San Diego Comic-Con is right around the corner, nine days to be exact!  With this year’s annual event comes the premiere of Dark/Web from the creators of Circle, Mario Miscione, Michael and Time Nardelli.  We have had the privilege of covering a good amount of information leading up to the premiere and panel at the Horton Grand Theater on Friday, July 19.  If you are interested in checking out the panel, you can find out more information in the related article below.  The filming process will always bring numerous joys and challenges with it, which the co-creators Michael and Tim Nardelli, shared as we discussed the film making process.

Joys

LRM: In hindsight, what was the best part of the filming process?

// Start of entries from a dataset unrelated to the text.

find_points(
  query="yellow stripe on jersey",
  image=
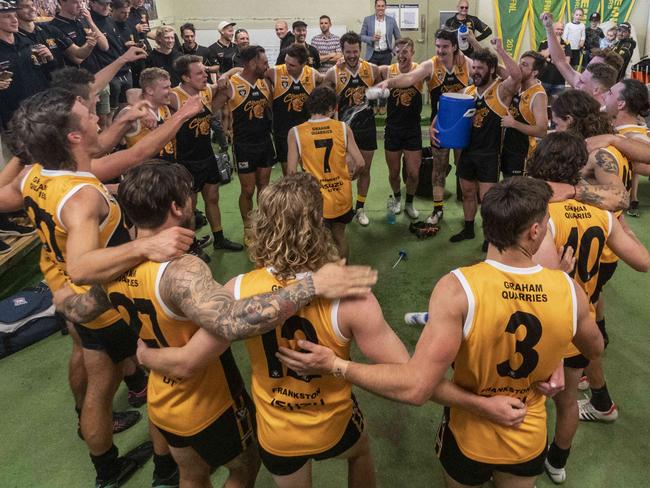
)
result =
(296, 415)
(323, 148)
(181, 406)
(45, 193)
(519, 323)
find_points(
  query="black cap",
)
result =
(8, 6)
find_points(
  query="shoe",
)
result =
(588, 412)
(583, 384)
(461, 236)
(196, 250)
(205, 241)
(171, 481)
(228, 245)
(121, 422)
(199, 220)
(394, 205)
(557, 475)
(411, 211)
(435, 217)
(361, 217)
(129, 464)
(633, 210)
(137, 398)
(10, 228)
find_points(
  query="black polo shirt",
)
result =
(28, 78)
(313, 60)
(222, 55)
(157, 59)
(52, 37)
(115, 45)
(74, 30)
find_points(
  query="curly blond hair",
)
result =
(288, 232)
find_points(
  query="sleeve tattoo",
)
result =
(85, 307)
(188, 285)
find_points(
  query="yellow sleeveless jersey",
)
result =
(296, 415)
(132, 137)
(181, 406)
(323, 147)
(519, 323)
(45, 193)
(625, 175)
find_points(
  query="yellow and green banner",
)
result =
(511, 16)
(616, 10)
(537, 7)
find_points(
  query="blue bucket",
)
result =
(454, 122)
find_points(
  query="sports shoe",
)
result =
(588, 412)
(129, 464)
(557, 475)
(633, 210)
(205, 241)
(137, 398)
(227, 244)
(435, 217)
(583, 384)
(171, 481)
(393, 205)
(10, 228)
(411, 211)
(361, 217)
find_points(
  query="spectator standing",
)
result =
(299, 28)
(575, 35)
(282, 31)
(327, 44)
(165, 53)
(474, 24)
(222, 51)
(379, 33)
(593, 35)
(552, 80)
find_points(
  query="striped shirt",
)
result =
(326, 45)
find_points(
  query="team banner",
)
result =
(616, 10)
(537, 7)
(511, 16)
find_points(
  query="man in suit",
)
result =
(379, 33)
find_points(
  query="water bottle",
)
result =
(390, 215)
(463, 35)
(416, 318)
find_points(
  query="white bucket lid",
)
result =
(461, 96)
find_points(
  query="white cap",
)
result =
(223, 24)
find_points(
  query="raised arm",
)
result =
(188, 287)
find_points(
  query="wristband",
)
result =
(340, 367)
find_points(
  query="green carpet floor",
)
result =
(39, 446)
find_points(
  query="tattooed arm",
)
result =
(187, 287)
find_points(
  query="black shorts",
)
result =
(475, 473)
(605, 273)
(403, 138)
(117, 340)
(345, 218)
(203, 173)
(284, 465)
(225, 438)
(249, 157)
(512, 164)
(281, 147)
(483, 168)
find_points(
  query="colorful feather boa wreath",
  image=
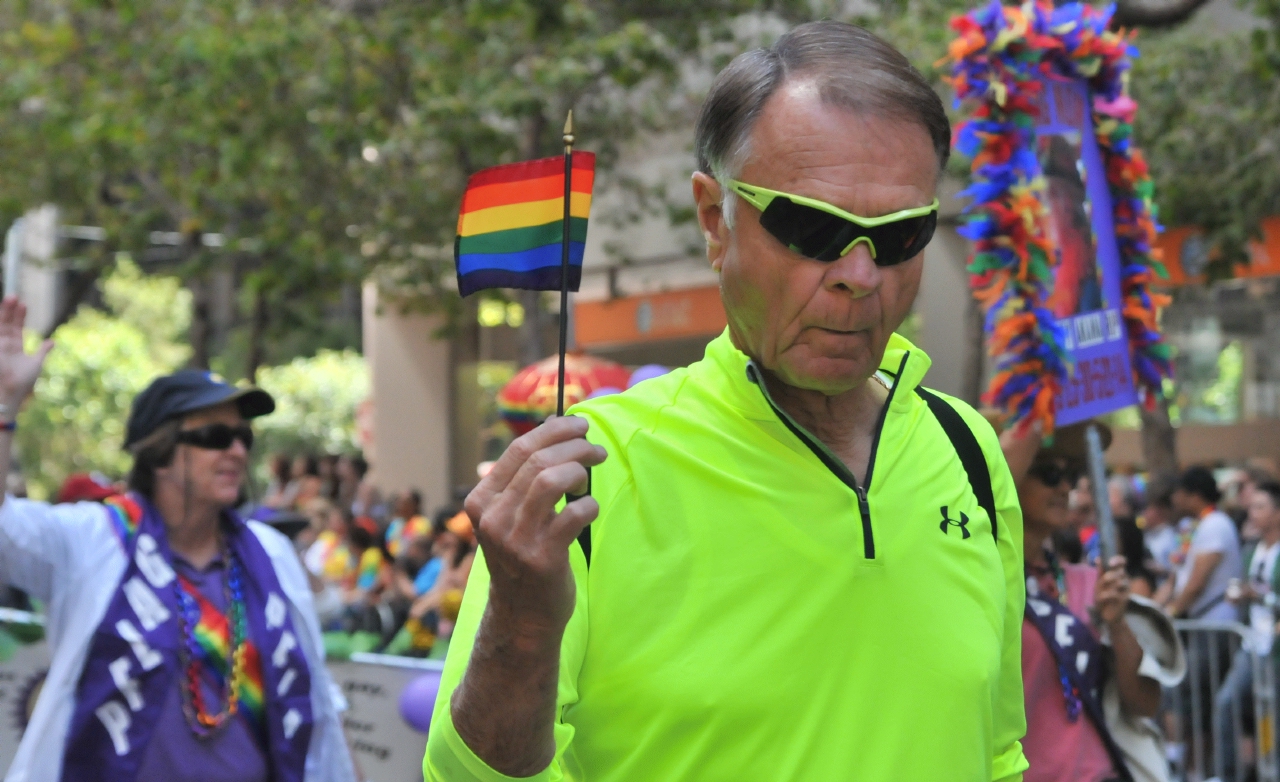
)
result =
(996, 62)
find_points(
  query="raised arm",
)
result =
(504, 708)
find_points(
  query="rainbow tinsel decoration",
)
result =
(996, 62)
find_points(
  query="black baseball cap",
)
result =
(188, 391)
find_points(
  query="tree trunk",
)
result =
(201, 323)
(1159, 443)
(976, 355)
(80, 288)
(257, 337)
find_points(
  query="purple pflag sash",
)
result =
(1079, 667)
(133, 657)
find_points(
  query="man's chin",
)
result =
(828, 376)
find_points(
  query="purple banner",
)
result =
(1086, 296)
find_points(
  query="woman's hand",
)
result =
(1111, 593)
(18, 369)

Michael Nardelli: For me it was working with the cast — since I’m also an actor in the show. Everyone was so energetic and fun and excited to be there — it’s one of the benefits of working with up and coming artists who are grateful to be there and excited to take ownership over their roles and give it their all. I also always enjoy working with Mario and Tim because I know I can rely on them and we have similar work ethics.

Tim Nardelli: For me, it was working with cast and crew alike.  I can still remember back in the early days of production when we had started this project and how exciting it was to begin filming that to see what was originally an idea for a show to then see the idea itself manifest into an actuality was an incredible experience.  Any filmmaker will tell you we all yearn to see our conceived stories to someday come to life on screen that it was truly a wonderful feeling to see the characters on DARK/WEB brought to life through such wonderfully talented actors and actresses. It was also a pleasure to work with Mike and Mario again on this project.  I had a great experience with working with the both of them on CIRCLE that I am very grateful to have had the opportunity to work with them again on DARK/WEB and to have been a part of something truly special.

LRM: What do you think the biggest surprise about the process would be to an outsider?

Michael Nardelli: I mean I’ve said it a lot, I feel like but post-production on a show like this was such a shock to the system. Just when you realize every single shot that has a cell phone in it or a computer screen is going to turn into a VFX shot — even if only a portion of the phone or monitor is visible — it was really crazy. Our VFX tracking boards were long enough to reach the moon! In terms of what was surprising about production itself — I’d actually say just the fact that it went pretty smoothly and we generally made our days was pretty surprising. That’s a testament to our AD’s and directors and DPs — well, basically to everyone, working together and being flexible and collaborative.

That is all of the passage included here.